In base a essa il presidente della Repubblica, eletto a suffragio diretto e universale per cinque anni, nomina il capo del governo e, su indicazione di quest'ultimo, il Consiglio dei ministri; inoltre ha il potere di sciogliere il Parlamento e di nominare la maggioranza dei membri del Consiglio superiore della magistratura, della Corte costituzionale, i governatori delle regioni e il sindaco della capitale. Il potere legislativo è affidato a un Parlamento monocamerale di 131 membri (59 in meno rispetto a quello eletto nel 1995 secondo la legge elettorale precedente all'adozione della nuova Costituzione).

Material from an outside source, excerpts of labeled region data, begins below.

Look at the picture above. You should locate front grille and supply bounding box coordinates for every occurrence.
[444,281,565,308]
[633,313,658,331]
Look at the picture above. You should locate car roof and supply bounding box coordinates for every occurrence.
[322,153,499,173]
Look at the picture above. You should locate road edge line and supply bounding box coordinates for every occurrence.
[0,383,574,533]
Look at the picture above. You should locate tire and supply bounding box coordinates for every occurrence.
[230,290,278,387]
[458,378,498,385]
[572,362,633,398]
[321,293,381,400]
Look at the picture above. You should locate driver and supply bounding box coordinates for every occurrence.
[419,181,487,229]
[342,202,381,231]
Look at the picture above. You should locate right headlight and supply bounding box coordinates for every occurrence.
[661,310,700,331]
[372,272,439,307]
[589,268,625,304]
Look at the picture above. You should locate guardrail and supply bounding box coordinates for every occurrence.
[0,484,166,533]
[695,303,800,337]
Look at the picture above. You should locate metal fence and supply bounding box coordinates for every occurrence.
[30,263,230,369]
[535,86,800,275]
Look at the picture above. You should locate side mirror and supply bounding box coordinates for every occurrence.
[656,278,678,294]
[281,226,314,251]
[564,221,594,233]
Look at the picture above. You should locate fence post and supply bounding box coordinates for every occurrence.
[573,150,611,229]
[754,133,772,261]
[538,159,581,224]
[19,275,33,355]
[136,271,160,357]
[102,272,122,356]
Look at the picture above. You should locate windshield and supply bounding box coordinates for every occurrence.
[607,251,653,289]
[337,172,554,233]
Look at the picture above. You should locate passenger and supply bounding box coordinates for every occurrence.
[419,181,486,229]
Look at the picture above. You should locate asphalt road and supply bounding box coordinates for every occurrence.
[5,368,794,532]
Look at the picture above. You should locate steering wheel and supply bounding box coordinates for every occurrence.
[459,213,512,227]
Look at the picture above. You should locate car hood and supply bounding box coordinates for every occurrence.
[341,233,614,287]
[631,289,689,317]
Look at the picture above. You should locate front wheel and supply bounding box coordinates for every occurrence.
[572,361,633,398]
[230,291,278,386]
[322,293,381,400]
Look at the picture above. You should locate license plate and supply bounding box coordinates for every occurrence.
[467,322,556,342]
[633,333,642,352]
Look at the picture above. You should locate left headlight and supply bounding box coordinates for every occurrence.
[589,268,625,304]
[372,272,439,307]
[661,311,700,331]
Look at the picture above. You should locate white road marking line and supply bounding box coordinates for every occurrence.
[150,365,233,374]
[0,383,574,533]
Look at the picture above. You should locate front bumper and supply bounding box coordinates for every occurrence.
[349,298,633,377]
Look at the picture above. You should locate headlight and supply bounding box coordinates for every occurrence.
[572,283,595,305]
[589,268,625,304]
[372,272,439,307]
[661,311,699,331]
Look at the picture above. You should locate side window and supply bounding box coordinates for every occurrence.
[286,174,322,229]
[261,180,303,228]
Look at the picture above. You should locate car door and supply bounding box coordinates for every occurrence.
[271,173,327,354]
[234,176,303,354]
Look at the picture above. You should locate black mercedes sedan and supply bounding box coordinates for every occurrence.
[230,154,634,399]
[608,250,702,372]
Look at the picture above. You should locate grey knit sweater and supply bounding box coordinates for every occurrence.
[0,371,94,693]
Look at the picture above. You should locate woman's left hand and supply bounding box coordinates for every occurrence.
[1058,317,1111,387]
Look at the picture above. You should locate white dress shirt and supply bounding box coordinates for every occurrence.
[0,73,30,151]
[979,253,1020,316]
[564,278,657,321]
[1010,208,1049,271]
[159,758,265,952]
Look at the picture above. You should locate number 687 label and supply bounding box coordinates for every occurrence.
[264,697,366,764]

Le opposizioni denunciarono numerose irregolarità durante lo svolgimento delle elezioni, definite poco eque anche dagli osservatori internazionali. Analogamente vennero denunciati intimidazioni e brogli nelle elezioni presidenziali del settembre 1996, che videro la conferma di Ter-Petrossian con il 51,8% dei voti contro il 41,3% di V. Manukian, leader dell'Unione nazionale democratica. La sostituzione, nel marzo 1997, del capo del governo A. Sarkissian con R. Kocharian, già presidente della Repubblica del Nagorno-Karabah, provocò le proteste del governo azero ostacolando ulteriormente i negoziati in corso. Crebbe al tempo stesso l'opposizione nazionalista nei confronti di Ter-Petrossian, sempre più chiaramente orientato a una soluzione di compromesso con l'Azerbaigian sulla questione del Nagorno-Karabah. Fortemente indebolito dalla defezione di numerosi deputati del Movimento nazionale armeno dal gruppo parlamentare del blocco repubblicano, nel febbraio 1998 Ter-Petrossian si dimise dalla carica di presidente della Repubblica. La vittoria di Kocharian nelle elezioni presidenziali, svoltesi, fra accuse di brogli e intimidazioni, nel marzo 1998, confermò l'ulteriore rafforzamento delle posizioni nazionaliste.
bibliografia
S. Goldenberg, Pride of small nations. The Caucasus and post-Soviet disorder, London-Atlantic Highlands (N.J.) 1994; C. Mouradian, L'Arménie, Paris 1995.